MRI is an ideal method for identifying areas of muscle atrophy and fatty infiltration. Studies comparing clinical and MRI features of foot and leg muscle atrophy in Charcot-Marie-Tooth disease type 1A (CMT-1A) duplication are lacking. The aim of this study is to describe clinical and MRI patterns of lower limb amyotrophy in CMT-1A. A total of 10 secondary CMT-1A patients and 1 proband patient with de novo mutation were prospectively evaluated.
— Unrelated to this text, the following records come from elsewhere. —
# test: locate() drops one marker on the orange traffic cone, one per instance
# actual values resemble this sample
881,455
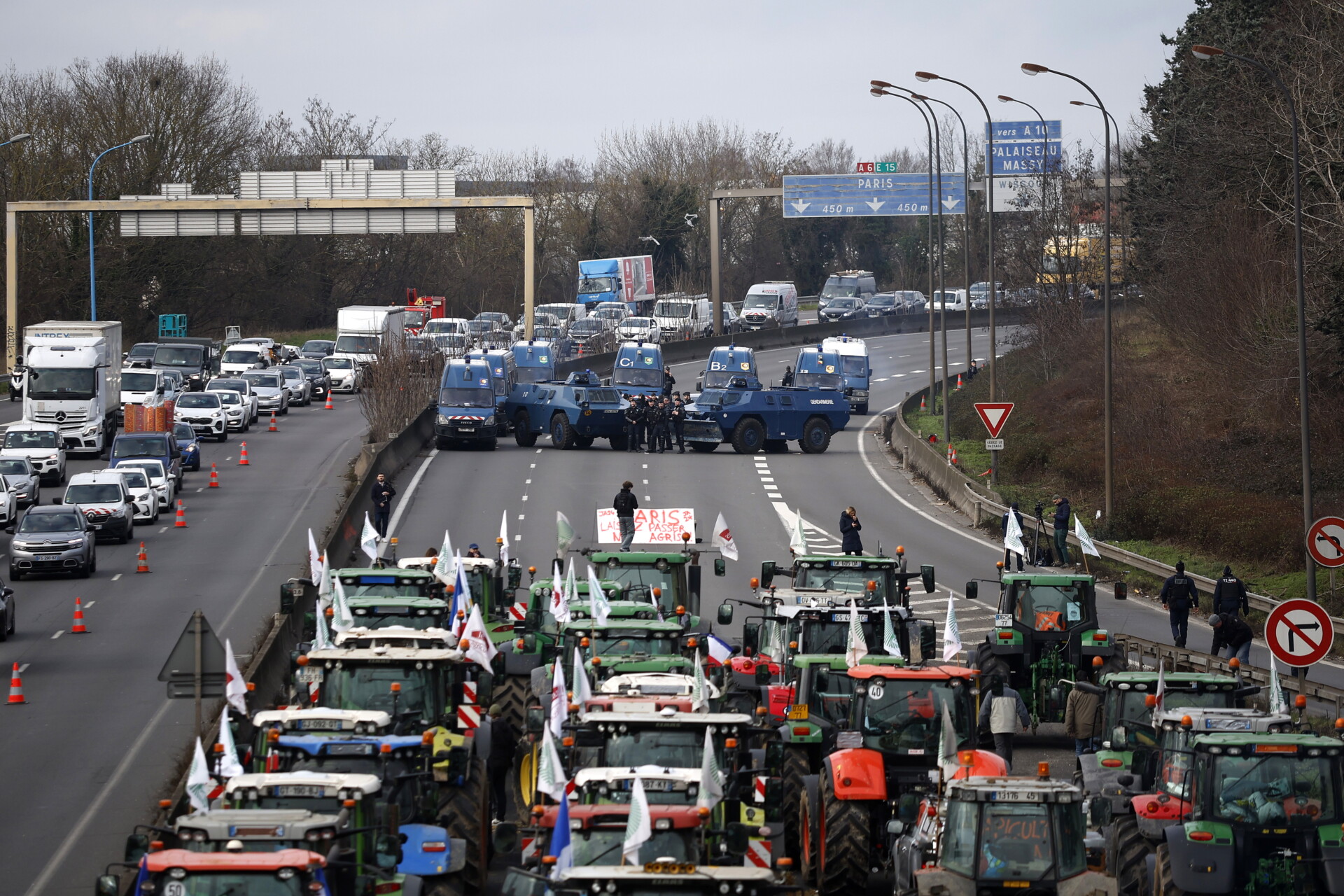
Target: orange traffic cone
15,687
77,626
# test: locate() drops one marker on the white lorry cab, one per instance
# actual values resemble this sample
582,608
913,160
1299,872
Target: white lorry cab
771,304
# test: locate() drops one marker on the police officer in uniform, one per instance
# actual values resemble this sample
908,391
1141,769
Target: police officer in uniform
1179,596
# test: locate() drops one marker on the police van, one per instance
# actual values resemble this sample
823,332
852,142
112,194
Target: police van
855,370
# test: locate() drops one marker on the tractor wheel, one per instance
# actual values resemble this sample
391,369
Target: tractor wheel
465,813
843,836
523,433
562,434
794,767
1126,853
816,435
748,435
1163,881
511,695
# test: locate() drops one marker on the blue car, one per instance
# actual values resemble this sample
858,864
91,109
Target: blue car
188,444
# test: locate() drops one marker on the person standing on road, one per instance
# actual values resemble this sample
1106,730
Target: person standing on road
1008,554
1002,713
1231,634
500,762
625,505
384,493
1179,596
1082,719
1062,514
1230,596
850,527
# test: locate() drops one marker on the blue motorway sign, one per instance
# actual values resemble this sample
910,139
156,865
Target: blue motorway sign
869,195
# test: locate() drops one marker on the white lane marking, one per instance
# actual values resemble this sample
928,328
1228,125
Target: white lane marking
873,472
410,491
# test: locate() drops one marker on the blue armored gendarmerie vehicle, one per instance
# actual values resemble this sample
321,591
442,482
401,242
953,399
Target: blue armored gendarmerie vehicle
574,413
760,419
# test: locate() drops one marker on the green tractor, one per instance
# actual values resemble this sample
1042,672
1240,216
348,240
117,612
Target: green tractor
1046,630
1264,818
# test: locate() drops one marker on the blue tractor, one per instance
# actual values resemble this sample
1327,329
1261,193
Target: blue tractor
756,419
574,413
467,412
638,370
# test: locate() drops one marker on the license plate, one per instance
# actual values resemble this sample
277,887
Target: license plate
300,790
1014,797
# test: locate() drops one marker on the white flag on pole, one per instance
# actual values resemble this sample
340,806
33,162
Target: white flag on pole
951,633
559,700
723,539
229,764
858,647
601,608
711,777
638,828
369,539
200,783
1012,538
315,559
582,690
1084,540
235,690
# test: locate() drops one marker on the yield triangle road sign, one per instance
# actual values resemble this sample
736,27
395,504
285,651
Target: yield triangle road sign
993,414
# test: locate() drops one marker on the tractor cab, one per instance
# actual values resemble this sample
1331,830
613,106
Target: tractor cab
172,872
873,580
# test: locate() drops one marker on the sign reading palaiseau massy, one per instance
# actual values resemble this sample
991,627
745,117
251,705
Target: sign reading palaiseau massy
652,526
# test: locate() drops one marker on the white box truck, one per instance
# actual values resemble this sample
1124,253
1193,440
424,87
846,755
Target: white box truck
73,381
360,330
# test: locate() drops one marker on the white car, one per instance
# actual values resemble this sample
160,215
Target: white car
204,413
242,387
237,412
141,492
638,328
42,445
164,486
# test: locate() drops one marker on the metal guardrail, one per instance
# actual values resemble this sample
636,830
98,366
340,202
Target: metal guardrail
1187,660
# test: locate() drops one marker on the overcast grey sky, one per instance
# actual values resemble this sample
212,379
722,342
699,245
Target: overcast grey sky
514,74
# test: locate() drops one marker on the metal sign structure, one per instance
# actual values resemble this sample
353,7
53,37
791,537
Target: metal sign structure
869,195
1298,633
1326,542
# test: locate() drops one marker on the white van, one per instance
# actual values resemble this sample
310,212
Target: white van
771,304
683,316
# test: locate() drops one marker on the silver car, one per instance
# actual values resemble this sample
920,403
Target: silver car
52,539
23,479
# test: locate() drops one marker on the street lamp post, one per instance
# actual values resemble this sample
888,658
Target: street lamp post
1032,69
878,90
1304,414
93,285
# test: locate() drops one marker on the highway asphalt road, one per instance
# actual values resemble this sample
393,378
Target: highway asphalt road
99,742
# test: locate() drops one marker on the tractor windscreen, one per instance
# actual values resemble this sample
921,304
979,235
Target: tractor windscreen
356,687
1275,789
906,713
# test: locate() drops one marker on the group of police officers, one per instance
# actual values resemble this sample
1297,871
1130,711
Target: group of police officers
654,421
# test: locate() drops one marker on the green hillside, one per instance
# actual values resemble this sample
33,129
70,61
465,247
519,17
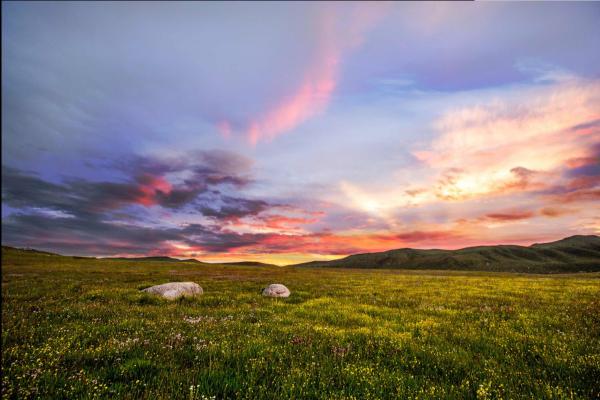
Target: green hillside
572,254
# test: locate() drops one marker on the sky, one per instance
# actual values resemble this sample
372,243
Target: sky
289,132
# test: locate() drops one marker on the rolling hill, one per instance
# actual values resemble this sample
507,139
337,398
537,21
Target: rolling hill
573,254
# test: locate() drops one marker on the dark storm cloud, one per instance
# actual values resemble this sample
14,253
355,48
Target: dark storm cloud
146,185
77,216
77,236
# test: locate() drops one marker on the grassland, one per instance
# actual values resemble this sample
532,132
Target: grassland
80,328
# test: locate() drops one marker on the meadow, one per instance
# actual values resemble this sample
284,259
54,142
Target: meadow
80,328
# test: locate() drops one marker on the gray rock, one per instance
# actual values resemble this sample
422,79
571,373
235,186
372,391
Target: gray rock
175,290
276,290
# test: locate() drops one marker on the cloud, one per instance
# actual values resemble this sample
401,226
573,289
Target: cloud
147,184
336,33
510,216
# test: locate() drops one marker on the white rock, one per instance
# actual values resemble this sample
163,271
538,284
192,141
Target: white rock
174,290
276,290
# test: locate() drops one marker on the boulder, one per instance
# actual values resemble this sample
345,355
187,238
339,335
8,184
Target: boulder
276,290
175,290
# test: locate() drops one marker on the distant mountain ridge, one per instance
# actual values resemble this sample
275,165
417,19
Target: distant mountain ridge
572,254
579,253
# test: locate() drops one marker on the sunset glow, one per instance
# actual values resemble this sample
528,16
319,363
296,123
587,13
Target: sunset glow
294,132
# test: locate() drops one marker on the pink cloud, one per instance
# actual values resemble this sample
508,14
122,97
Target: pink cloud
335,37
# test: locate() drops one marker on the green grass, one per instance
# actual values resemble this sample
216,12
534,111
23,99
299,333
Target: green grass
80,328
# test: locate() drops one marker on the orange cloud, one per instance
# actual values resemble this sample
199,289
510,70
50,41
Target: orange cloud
510,216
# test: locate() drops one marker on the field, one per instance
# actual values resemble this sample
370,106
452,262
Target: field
80,328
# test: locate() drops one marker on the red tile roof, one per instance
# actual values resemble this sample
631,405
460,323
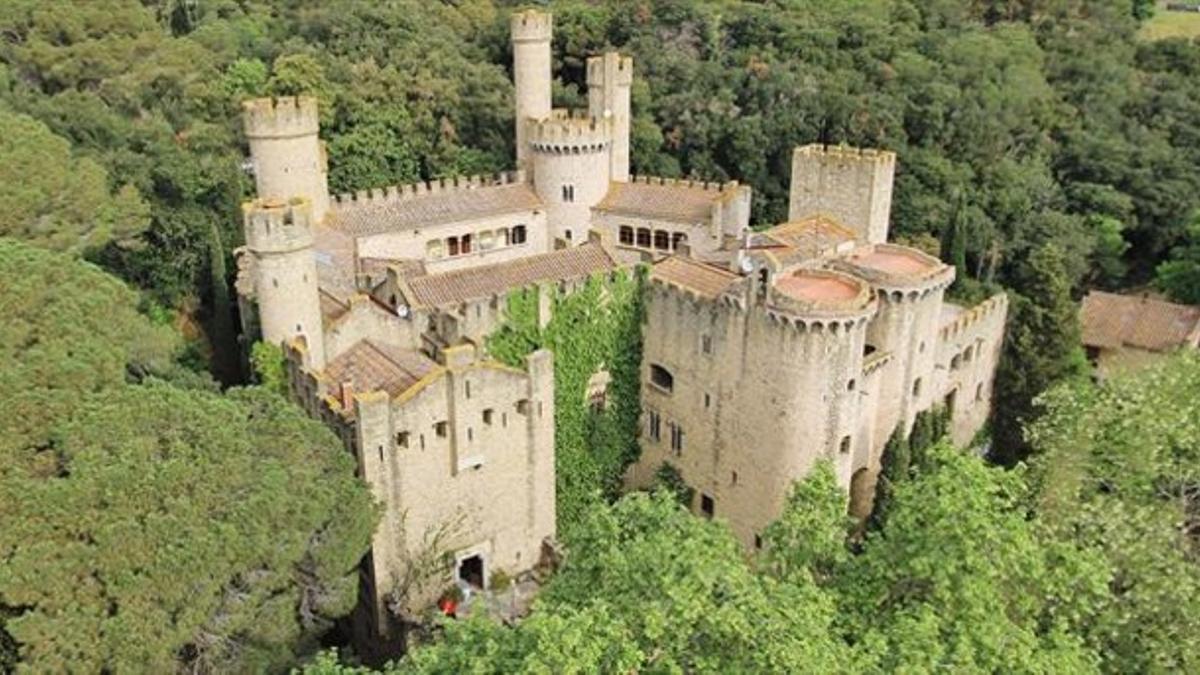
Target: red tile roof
478,282
700,278
372,366
1115,321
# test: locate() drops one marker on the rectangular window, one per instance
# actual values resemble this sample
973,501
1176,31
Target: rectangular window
677,438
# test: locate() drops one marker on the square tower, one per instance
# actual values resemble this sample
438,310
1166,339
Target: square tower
850,185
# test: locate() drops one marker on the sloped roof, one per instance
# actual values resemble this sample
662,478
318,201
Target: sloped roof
1114,321
700,278
677,202
378,216
373,366
478,282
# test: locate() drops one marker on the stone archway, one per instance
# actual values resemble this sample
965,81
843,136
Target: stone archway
862,494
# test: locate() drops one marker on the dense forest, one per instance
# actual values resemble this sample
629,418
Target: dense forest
1044,148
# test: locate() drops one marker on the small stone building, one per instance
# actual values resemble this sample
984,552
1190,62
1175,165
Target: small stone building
1123,333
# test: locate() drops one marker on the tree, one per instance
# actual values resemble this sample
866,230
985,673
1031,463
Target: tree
1042,348
648,586
1119,472
151,523
54,198
1180,276
960,579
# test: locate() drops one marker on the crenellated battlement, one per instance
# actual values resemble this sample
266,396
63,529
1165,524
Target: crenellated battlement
732,186
273,226
867,155
280,118
397,193
984,311
569,135
532,25
610,64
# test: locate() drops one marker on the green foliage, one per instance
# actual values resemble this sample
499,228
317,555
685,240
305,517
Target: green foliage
150,523
595,328
1119,467
53,198
649,587
1042,348
1180,276
185,529
268,363
809,539
960,579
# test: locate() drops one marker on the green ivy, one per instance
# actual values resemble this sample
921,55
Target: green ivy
594,328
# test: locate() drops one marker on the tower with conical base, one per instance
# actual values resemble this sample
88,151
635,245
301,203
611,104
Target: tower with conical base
279,236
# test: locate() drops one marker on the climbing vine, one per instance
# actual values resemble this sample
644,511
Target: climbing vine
594,328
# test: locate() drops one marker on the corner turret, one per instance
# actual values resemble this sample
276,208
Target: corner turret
851,185
532,73
610,78
286,150
279,236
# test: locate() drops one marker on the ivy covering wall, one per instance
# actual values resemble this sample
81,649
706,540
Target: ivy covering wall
594,328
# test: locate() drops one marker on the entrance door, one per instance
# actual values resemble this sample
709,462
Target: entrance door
471,569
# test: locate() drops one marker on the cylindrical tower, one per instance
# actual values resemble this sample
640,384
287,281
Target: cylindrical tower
286,150
531,73
570,172
910,286
279,234
609,81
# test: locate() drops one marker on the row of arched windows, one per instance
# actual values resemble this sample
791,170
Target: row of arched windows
646,238
485,240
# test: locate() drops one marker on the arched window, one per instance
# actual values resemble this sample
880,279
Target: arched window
661,377
643,238
661,239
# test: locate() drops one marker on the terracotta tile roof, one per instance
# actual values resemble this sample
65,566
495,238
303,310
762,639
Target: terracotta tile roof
676,202
484,281
377,216
372,366
700,278
1114,321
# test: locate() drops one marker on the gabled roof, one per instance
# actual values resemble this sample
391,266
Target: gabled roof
485,281
702,279
1109,320
670,201
373,366
459,204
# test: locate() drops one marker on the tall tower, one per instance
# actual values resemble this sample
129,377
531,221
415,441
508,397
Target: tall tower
286,150
531,72
279,236
609,81
853,186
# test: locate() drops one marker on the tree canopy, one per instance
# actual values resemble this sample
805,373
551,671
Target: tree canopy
150,521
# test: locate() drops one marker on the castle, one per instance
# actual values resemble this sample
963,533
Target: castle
763,351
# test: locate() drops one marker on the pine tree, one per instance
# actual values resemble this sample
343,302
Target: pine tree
1042,347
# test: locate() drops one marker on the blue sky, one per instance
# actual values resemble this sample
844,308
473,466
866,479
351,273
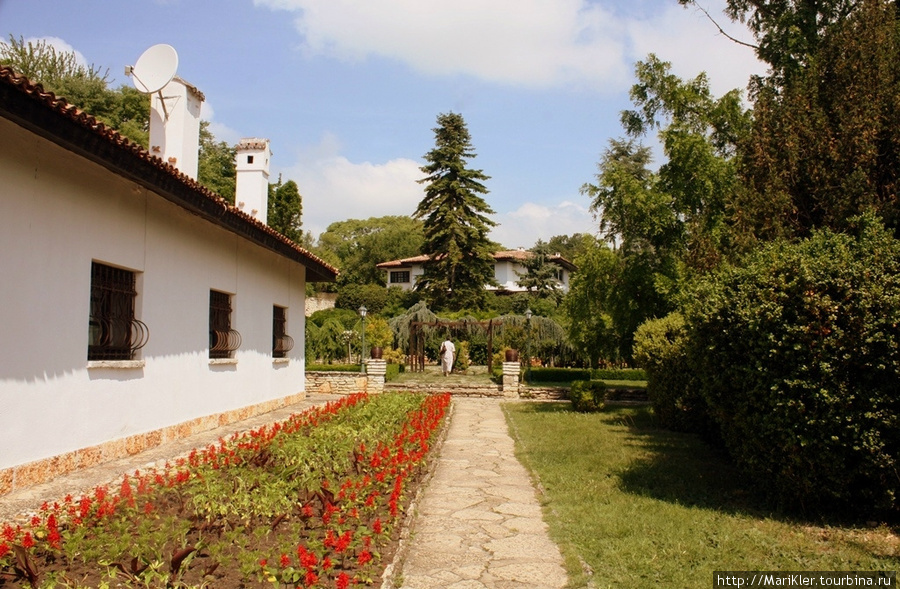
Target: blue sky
348,91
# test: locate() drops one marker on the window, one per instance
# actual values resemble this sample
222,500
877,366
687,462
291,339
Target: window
223,340
400,277
113,331
282,343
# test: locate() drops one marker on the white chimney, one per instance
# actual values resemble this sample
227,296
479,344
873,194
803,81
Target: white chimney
252,187
175,125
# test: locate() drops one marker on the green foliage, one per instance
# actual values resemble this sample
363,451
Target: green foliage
587,396
216,165
378,333
456,222
357,246
660,347
618,374
286,209
87,87
825,145
333,368
798,356
559,374
353,296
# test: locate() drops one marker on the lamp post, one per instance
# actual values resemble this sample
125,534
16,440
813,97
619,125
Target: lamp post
362,354
528,346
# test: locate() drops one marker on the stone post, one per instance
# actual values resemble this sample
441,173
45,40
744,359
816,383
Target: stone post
375,371
510,386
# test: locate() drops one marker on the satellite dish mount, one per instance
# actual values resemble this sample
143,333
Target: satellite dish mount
153,70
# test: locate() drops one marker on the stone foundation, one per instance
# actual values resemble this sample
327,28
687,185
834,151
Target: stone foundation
41,471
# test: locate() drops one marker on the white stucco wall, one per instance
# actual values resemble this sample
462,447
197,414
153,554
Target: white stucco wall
59,212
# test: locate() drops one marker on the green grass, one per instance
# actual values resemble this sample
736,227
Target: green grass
643,507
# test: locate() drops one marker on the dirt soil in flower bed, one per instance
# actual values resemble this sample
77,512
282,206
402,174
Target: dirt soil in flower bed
302,527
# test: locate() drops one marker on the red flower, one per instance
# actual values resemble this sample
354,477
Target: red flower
343,581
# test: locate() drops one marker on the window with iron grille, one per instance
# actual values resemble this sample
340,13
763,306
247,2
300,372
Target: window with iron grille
282,343
223,340
400,277
113,331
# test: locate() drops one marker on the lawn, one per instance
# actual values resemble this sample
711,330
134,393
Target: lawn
644,507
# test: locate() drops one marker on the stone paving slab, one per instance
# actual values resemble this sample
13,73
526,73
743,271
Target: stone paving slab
479,524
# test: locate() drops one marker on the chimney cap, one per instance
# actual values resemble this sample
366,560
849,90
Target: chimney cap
252,143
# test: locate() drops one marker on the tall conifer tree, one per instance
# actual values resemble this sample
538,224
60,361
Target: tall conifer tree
456,221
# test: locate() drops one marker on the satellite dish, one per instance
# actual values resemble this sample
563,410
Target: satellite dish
154,68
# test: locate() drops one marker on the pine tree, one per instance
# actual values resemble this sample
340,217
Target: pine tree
455,221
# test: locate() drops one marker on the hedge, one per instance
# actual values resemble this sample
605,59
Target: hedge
559,374
797,353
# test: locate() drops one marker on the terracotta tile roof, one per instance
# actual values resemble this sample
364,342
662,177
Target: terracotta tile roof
30,106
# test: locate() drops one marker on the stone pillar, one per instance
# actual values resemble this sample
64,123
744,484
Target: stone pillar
510,386
375,371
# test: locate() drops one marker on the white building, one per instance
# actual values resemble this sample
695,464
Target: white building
509,268
136,305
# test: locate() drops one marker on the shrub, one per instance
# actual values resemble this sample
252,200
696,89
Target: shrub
333,368
587,395
660,346
618,374
559,374
798,356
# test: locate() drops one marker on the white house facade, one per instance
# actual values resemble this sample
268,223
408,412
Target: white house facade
509,267
136,305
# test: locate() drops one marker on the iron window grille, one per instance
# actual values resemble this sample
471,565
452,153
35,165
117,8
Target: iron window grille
113,331
400,277
223,340
282,343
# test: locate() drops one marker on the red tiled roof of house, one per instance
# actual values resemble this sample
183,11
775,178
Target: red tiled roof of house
30,106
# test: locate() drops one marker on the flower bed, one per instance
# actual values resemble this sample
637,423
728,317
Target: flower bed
314,501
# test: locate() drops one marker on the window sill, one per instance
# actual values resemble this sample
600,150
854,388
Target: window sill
116,364
222,361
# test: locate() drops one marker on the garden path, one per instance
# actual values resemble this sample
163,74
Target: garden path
478,523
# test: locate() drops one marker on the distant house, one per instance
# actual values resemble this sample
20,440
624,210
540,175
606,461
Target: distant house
137,306
508,269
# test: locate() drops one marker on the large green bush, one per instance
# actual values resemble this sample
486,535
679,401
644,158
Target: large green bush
660,346
798,356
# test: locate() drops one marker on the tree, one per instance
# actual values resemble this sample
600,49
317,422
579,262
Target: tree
87,87
216,167
788,32
356,246
540,274
456,222
825,144
286,209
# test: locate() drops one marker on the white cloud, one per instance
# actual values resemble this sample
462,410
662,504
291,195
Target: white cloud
530,222
335,188
524,42
537,43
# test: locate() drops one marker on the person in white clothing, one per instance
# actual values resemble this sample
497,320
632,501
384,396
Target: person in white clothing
448,350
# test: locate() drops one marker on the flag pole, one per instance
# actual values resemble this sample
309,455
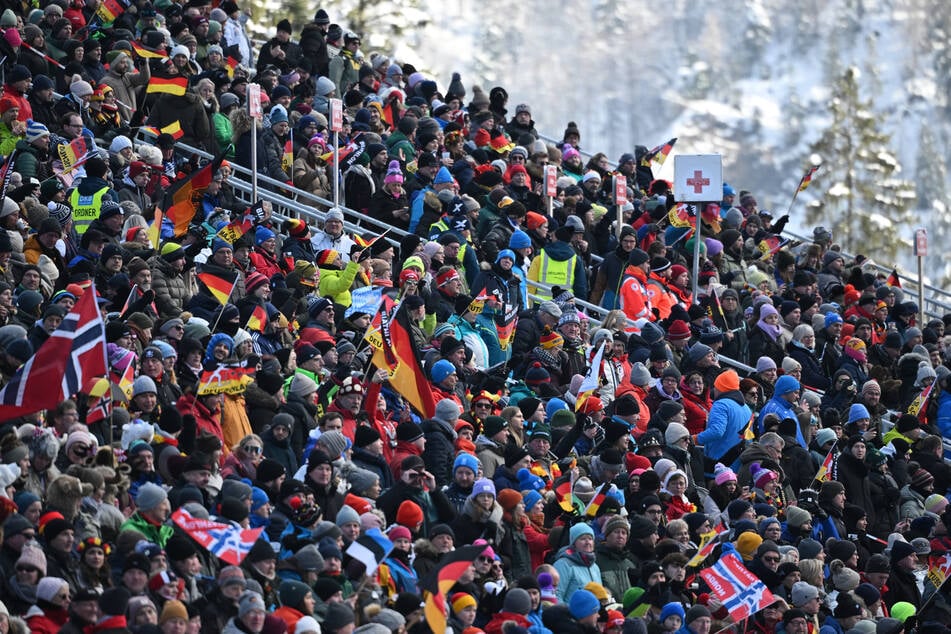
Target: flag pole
220,312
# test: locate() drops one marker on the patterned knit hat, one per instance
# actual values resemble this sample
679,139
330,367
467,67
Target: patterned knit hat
35,130
550,339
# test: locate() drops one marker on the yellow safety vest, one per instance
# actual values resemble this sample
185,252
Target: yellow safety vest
85,208
555,273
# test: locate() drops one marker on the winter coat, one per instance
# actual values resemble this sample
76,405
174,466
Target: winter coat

Ages of patients ranged from 8 to 61 years (median, 24). Disease severity in terms of ability to walk and run was established using a nine-point functional disability scale (FDS). We administered the CMT neuropathy score (CMTNS), based on patient's symptoms, neurological examination and neurophysiological testing. Muscle strength of flexo-extensor ankle and toe muscles was assessed manually with the standard Medical Research Council scale. In all 11 patients, leg MRI study included T1- and T2-weighted spin-echo sequences in coronal and axial planes, and a T1-weighted spin-echo sequence with chemical sift fat suppression before and after paramagnetic contrast agent injection. In seven patients both feet were simultaneously studied in coronal and axial planes. Six patients had pes cavus, an FDS score of 0 (normal), mild CMTNS and normal muscle power of foot flexo-extensors. In these six patients, MRI showed muscle fatty infiltration of intrinsic foot muscles mainly involving the lumbricals, all four leg muscle compartments being preserved. The remaining five patients had FDS scores from 1 (cramps or fatigability) to 3 (walking difficulty), mild to moderate CMTNS and variable weakness of peroneal musculature. In these five patients MRI showed, besides intrinsic foot muscle involvement, variable and distally accentuated fatty infiltration of the lateral, anterior and superficial posterior leg muscle compartments and, to a lesser degree, of the deep posterior compartment. In four patients muscle oedema and post-contrast enhancement was noted. MRI demonstrated fatty infiltration of clinically normal muscles. We conclude that clinical-MRI patterns of lower limb muscle atrophy vary with evolution of semiology. Selective involvement of intrinsic foot muscles is the characteristic pattern of CMT-1A cases with minimal disease signs. Afterwards this pattern usually combines variable involvement of leg muscles. Our findings help to clarity the pathogenesis of pes cavus in the disease.